La Liberté ÉDITO

Par Jean-Pierre Dubé

@jeanpierre_dube

La Liberté du 1er octobre 2014

Un pape est un saint. Après sa mort, il ira directement au ciel. Un procureur est facilement corrompu : l’enfer le guette. L’actualité nous livre deux grands égarés.

Jorge Bergoglio est mieux connu comme François 1er. Le 14 septembre, il a célébré au Vatican le mariage d’une vingtaine de couples dont le parcours défie le droit canonique.

Malgré l’interdiction, des conjoints de mariages annulés, d’unions libres et de familles reconstituées ont reçu les sacrements, à quelques semaines d’un synode mondial sur la famille et le mariage.

Le message est clair : « Le mariage n’est pas un chemin facile, c’est un voyage parfois conflictuel, mais c’est la vie. » Le pape veut libérer de leurs chaînes les catholiques de bonne foi rattrapés par l’humaine condition.

Le Canada connaît un procureur général, Peter MacKay, déterminé à mettre sous les verrous autant de citoyens que possible. Quitte à défier le droit constitutionnel.

Le ministre de la Justice vise les contrevenants violents et non violents, les consommateurs et trafiquants de drogues, les terroristes, les syndicats, les médecins offrant de l’aide médicale à mourir, les prostituées, leurs clients et autres dépravés.

Ses démêlés avec la loi sont nombreux. Les tribunaux l’ont contredit notamment sur la réforme du Sénat, la libération conditionnelle de contrevenants non violents, la culture de la marijuana, la surcharge financière imposée aux contrevenants, les coupures aux services de santé destinés aux réfugiés, l’abolition rétroactive de la libération conditionnelle précoce et la nomination d’un juge à la Cour suprême. Le gouvernement se prépare à légiférer pour retirer le passeport aux djihadistes canadiens, une mesure désavouée.

Mais ce qui dérange surtout, c’est la contestation de l’autorité dont les conservateurs sont fiduciaires, se comportant en délinquants systémiques.

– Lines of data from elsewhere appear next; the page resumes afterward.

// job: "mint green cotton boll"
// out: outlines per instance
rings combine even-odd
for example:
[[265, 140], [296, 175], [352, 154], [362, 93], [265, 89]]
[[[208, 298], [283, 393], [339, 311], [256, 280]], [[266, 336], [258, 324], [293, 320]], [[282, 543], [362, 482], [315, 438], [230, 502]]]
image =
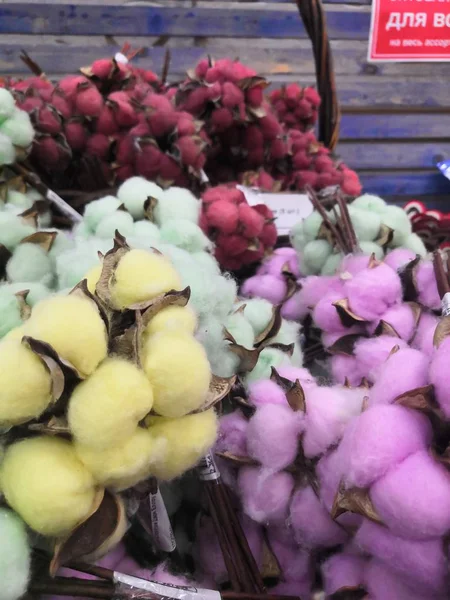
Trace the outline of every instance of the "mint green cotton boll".
[[201, 269], [205, 269], [211, 275], [220, 274], [220, 265], [209, 252], [192, 252], [191, 256]]
[[44, 298], [47, 298], [52, 292], [49, 288], [43, 283], [38, 283], [36, 281], [17, 281], [15, 283], [4, 283], [0, 286], [0, 292], [2, 288], [10, 290], [12, 294], [17, 294], [17, 292], [22, 292], [23, 290], [28, 290], [27, 294], [27, 304], [31, 307], [35, 306]]
[[213, 313], [218, 317], [225, 318], [233, 309], [237, 299], [237, 284], [231, 276], [226, 274], [214, 278], [214, 307]]
[[37, 244], [19, 244], [6, 265], [9, 281], [37, 281], [47, 286], [53, 283], [53, 269], [47, 252]]
[[383, 260], [383, 248], [378, 244], [375, 244], [375, 242], [361, 242], [359, 247], [363, 254], [368, 254], [369, 256], [375, 254], [376, 259]]
[[23, 210], [19, 206], [9, 203], [3, 205], [3, 210], [4, 212], [14, 215], [15, 217], [18, 217], [21, 213], [23, 213]]
[[391, 242], [393, 248], [402, 246], [412, 232], [411, 221], [400, 206], [386, 206], [381, 219], [385, 225], [394, 230]]
[[285, 352], [277, 350], [276, 348], [264, 348], [259, 355], [258, 362], [253, 371], [250, 371], [245, 376], [245, 383], [249, 384], [253, 381], [259, 381], [260, 379], [269, 379], [272, 373], [272, 367], [277, 369], [279, 367], [286, 367], [290, 364], [291, 360]]
[[0, 166], [11, 165], [16, 160], [16, 151], [11, 139], [0, 133]]
[[151, 221], [136, 221], [133, 235], [138, 238], [147, 239], [149, 243], [161, 239], [158, 227]]
[[376, 240], [381, 227], [381, 215], [376, 212], [348, 207], [348, 212], [360, 242], [373, 242]]
[[283, 319], [281, 322], [280, 331], [273, 338], [274, 344], [294, 344], [294, 351], [291, 356], [291, 364], [295, 367], [301, 367], [303, 364], [303, 354], [300, 347], [300, 330], [301, 326], [295, 321], [286, 321]]
[[337, 271], [337, 268], [341, 264], [343, 258], [344, 255], [342, 254], [342, 252], [339, 252], [338, 254], [330, 254], [330, 256], [327, 258], [325, 264], [322, 267], [321, 274], [334, 275]]
[[112, 240], [90, 238], [56, 257], [57, 289], [72, 289], [93, 267], [98, 265], [98, 253], [106, 254]]
[[123, 210], [117, 210], [115, 213], [103, 217], [103, 219], [97, 225], [95, 235], [105, 240], [111, 240], [112, 243], [116, 234], [116, 230], [124, 237], [133, 235], [133, 217]]
[[9, 119], [0, 126], [0, 134], [7, 136], [19, 148], [28, 148], [34, 140], [34, 129], [30, 116], [16, 108]]
[[53, 264], [55, 264], [57, 256], [59, 256], [62, 252], [66, 252], [67, 250], [75, 247], [75, 241], [70, 239], [69, 236], [64, 233], [64, 231], [60, 231], [54, 227], [50, 227], [46, 229], [46, 231], [56, 232], [56, 237], [53, 240], [52, 247], [48, 252], [50, 259], [52, 260]]
[[263, 298], [251, 298], [242, 300], [236, 304], [236, 308], [240, 308], [241, 306], [245, 306], [244, 316], [252, 326], [255, 336], [258, 336], [272, 319], [273, 304]]
[[27, 225], [12, 213], [0, 212], [0, 244], [6, 246], [10, 252], [35, 231], [34, 227]]
[[11, 92], [5, 88], [0, 88], [0, 123], [12, 117], [15, 110], [16, 103]]
[[2, 315], [0, 338], [4, 337], [11, 329], [22, 325], [19, 301], [7, 284], [0, 285], [0, 314]]
[[233, 336], [237, 344], [249, 350], [253, 348], [255, 343], [253, 327], [242, 313], [229, 315], [225, 319], [224, 327]]
[[322, 217], [317, 211], [312, 212], [303, 220], [303, 231], [305, 234], [305, 242], [315, 240], [319, 233], [320, 226], [323, 223]]
[[294, 227], [289, 232], [289, 239], [291, 242], [291, 246], [297, 250], [297, 252], [301, 252], [303, 247], [306, 244], [305, 232], [303, 230], [303, 221], [299, 221], [294, 225]]
[[77, 223], [72, 229], [72, 232], [76, 240], [87, 240], [93, 235], [86, 221], [81, 221], [80, 223]]
[[379, 196], [374, 196], [373, 194], [363, 194], [362, 196], [359, 196], [353, 200], [351, 206], [381, 214], [385, 211], [386, 202]]
[[8, 508], [0, 508], [0, 600], [25, 594], [30, 574], [30, 547], [24, 522]]
[[231, 377], [236, 373], [239, 357], [228, 349], [219, 319], [211, 316], [200, 319], [195, 337], [205, 348], [214, 375]]
[[198, 225], [186, 219], [174, 219], [161, 225], [161, 239], [187, 252], [200, 252], [212, 244]]
[[197, 224], [200, 217], [201, 201], [189, 190], [170, 187], [158, 198], [154, 210], [155, 221], [164, 225], [173, 219], [186, 219]]
[[407, 248], [412, 252], [415, 252], [422, 258], [427, 255], [427, 249], [425, 248], [425, 244], [422, 239], [417, 235], [417, 233], [411, 233], [404, 243], [402, 244], [402, 248]]
[[8, 204], [13, 204], [17, 208], [20, 208], [21, 212], [24, 212], [33, 206], [33, 201], [27, 196], [27, 194], [23, 194], [17, 190], [8, 191], [6, 195], [6, 202]]
[[45, 212], [38, 215], [38, 225], [39, 229], [44, 229], [50, 227], [52, 224], [52, 214], [50, 211], [46, 210]]
[[120, 200], [115, 196], [104, 196], [99, 200], [89, 202], [89, 204], [86, 205], [83, 215], [86, 228], [94, 233], [100, 221], [115, 213], [120, 204]]
[[38, 192], [34, 188], [27, 190], [25, 195], [31, 200], [32, 203], [37, 202], [38, 200], [44, 200], [44, 196], [41, 194], [41, 192]]
[[302, 264], [307, 268], [308, 273], [320, 273], [331, 253], [331, 245], [326, 240], [313, 240], [303, 248]]
[[147, 181], [144, 177], [130, 177], [122, 183], [117, 190], [117, 198], [133, 217], [133, 219], [144, 218], [144, 204], [148, 198], [159, 198], [164, 191], [156, 183]]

Le ministre a fait sourciller récemment en déclarant qu’il n’allait pas tenir compte du jugement de la Cour suprême sur la protection de la vie privée (l’accès aux coordonnées des citoyens via les fournisseurs d’Internet). Sur la prostitution, il a élaboré un projet encore plus sévère que la loi invalidée, reconnaissant la probabilité de contestations.

Le gouvernement a été surpris en flagrant délit de blanchiment de juge pour la Cour suprême. Depuis l’échec de son projet de réforme du Sénat, il ne nomme plus de sénateurs. Et il refuse souvent de répondre durant la période de questions au Parlement. La dysfonction approche le point de rupture.

En août, Peter MacKay a déshonoré ses fonctions en portant un t-shirt du lobby des armes, le groupe voué « sans compromis » à éliminer tous les contrôles au Canada. Le défenseur de la loi et l’ordre s’est tiré dans les deux jambes avec une mitraillette. Il a affiché ses vraies couleurs au moment où s’amorce la campagne électorale de 2015.

Le procureur veut cimenter le vote religieux du parti. Le pape n’a pas cette contrainte : il est élu pour l’éternité. Les écarts de l’un sont tout à fait appropriés. Les outrages de l’autre ne devraient pas être tolérés.